Written by Ezra Christopher

During the 2008 Democratic National Convention, several Pitt people sat among thousands in the night darkness of the Rockies, not far from Denver. On a 20-foot screen framed by soaring sandstone boulders, a short documentary about civil rights activists played. The Pitt viewers had already seen the video—they helped to produce it for the evening’s film competition.

On screen, the elongated image of activist Amelia Boynton-Robinson appeared. She was poised in her living room, wearing turquoise earrings and a purple blouse.

“People are beginning to realize that the color of the skin makes no difference whatsoever,” she said, her voice booming around the amphitheatre. “Because we are one race, and that’s the human race.”

While the video played, Pitt junior Peter Kusnic recalled filming Boynton-Robinson in her living room during a trip to the South. He listened to her talk about how police sprayed tear gas on her at the 1965 Bloody Sunday march, and he was awed that, at age 97, she was still advocating for equality as vice chair of The Schiller Institute, an international human rights organization.

Kusnic, an English major, met Boynton-Robinson through a summer film course on the U.S. civil rights movement taught by Pitt adjunct professor Jen Saffron and supported by an Amizade service-learning program. For an oral history film project, he and students Gary Wingfield Jr., Andrea Zimmer, Erin Lanzendorfer, Elaina O’Brien, Keith DeVries, and Nick Moreland (from American University) traveled to Alabama and Georgia to interview advocates and church leaders who witnessed the historical bus boycotts and marches in the 1950s and ’60s. Monica Cwynar (SOC WK ’07) was the course facilitator, helping students deal with emotions evoked by the intense material.
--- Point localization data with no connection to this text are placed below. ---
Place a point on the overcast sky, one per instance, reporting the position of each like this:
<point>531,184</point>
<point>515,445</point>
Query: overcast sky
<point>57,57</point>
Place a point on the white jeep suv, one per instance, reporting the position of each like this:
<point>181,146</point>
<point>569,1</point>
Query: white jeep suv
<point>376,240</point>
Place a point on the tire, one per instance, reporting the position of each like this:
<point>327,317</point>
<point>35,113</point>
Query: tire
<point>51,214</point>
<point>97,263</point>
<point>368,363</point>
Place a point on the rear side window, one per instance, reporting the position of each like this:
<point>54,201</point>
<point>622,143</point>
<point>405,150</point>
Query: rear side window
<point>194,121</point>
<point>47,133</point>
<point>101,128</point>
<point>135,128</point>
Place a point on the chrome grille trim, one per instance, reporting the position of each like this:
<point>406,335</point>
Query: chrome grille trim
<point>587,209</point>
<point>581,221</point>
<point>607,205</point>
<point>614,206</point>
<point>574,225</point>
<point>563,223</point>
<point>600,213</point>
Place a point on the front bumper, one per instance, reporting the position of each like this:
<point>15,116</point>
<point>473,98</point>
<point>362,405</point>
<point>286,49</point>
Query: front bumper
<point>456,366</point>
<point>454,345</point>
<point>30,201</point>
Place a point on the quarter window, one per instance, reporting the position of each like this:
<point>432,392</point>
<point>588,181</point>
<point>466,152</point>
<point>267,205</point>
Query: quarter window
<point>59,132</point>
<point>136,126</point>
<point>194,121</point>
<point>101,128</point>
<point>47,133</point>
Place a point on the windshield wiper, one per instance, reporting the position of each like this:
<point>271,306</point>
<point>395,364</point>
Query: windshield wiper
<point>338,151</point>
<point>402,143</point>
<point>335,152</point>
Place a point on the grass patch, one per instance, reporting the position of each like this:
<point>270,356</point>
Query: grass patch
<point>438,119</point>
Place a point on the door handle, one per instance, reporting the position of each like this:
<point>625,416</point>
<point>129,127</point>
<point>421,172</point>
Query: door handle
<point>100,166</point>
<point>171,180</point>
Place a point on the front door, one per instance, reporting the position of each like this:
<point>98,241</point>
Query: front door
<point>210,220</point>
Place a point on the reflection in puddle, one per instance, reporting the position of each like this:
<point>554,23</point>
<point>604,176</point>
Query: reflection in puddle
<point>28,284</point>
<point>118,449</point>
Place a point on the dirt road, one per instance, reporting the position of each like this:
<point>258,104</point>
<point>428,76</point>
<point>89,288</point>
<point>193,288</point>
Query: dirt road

The students edited 25 hours of raw film into a five-minute video called Democracy: A Steady, Loving Confrontation. Then they entered the video in the national Cinemocracy Film Festival competition, “How Do You Define Democracy?,” sponsored by the Denver Film Society and the Democratic National Convention host committee.

That night, during the convention, the video was shown as one of the festival’s top 10 films, selected from a pool of 112 entries. When the video ended, there was silence. Then the crowd erupted into fervent applause. Kusnic and his classmates clapped along, wowed by the reaction. The film won the top prize in the national competition.